Carola Binney Carola Binney

Theresa May should beware of grammar schools

In 1960, my father failed the eleven-plus. He was lucky: his parents could afford to send him to a private school. In 1968 he went up to Cambridge, in 2000 he was elected a Fellow of the Royal Society and last year he retired as head of Theoretical Physics at Oxford.

Although it was seldom recognised as a condition in the 1960s, my father’s late academic development and early difficulties with basic literacy skills are characteristic of dyslexia. Dyslexia runs in families,  and I very much doubt that I, a card-carrying dyslexic, would have passed the eleven-plus either. While I may never reach my father’s academic heights, after an inauspicious start to my school career I did well in my GCSEs and A-Levels and graduated from Oxford this summer.

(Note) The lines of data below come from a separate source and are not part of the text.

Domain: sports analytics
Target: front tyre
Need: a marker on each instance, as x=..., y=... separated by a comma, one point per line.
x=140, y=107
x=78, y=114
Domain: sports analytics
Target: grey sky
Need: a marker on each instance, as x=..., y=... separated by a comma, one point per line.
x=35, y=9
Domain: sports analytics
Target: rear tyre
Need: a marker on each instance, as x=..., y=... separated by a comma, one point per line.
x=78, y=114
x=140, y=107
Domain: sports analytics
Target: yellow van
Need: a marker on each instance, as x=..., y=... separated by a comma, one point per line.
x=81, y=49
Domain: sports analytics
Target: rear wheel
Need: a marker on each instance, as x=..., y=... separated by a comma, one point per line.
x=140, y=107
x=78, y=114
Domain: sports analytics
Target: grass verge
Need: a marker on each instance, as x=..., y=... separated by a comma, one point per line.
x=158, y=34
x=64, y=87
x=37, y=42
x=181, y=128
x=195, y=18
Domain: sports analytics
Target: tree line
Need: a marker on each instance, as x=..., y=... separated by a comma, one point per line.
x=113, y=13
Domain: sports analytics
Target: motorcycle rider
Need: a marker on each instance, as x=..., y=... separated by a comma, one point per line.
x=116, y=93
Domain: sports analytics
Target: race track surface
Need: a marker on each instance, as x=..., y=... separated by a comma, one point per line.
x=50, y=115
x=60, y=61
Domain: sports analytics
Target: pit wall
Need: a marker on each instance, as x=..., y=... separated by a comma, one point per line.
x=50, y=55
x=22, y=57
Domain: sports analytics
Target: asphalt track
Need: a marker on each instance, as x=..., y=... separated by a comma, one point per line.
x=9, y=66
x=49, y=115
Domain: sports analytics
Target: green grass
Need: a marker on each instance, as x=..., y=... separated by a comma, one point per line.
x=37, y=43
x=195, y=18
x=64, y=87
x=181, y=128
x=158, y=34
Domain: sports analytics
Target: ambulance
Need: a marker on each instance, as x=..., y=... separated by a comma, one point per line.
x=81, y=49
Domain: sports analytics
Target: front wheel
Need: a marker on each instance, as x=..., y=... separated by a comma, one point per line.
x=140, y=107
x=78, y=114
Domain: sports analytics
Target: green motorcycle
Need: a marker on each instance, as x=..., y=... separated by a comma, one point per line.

Learning difficulties are not uncommon – dyslexia alone is thought to affect one in ten children in the UK – and nor are they the only reason why a child with great academic potential might fail to shine in a set of exams taken when they are only eleven: poor primary school teaching, having a summer birthday and simple chance must all have consigned many a bright child to a Secondary Modern.

Theresa May is a grammar school girl herself, and understandably supports the expansion of a system within which she thrived: it was reported on Friday that she plans to lift the ban on new grammar schools imposed almost two decades ago.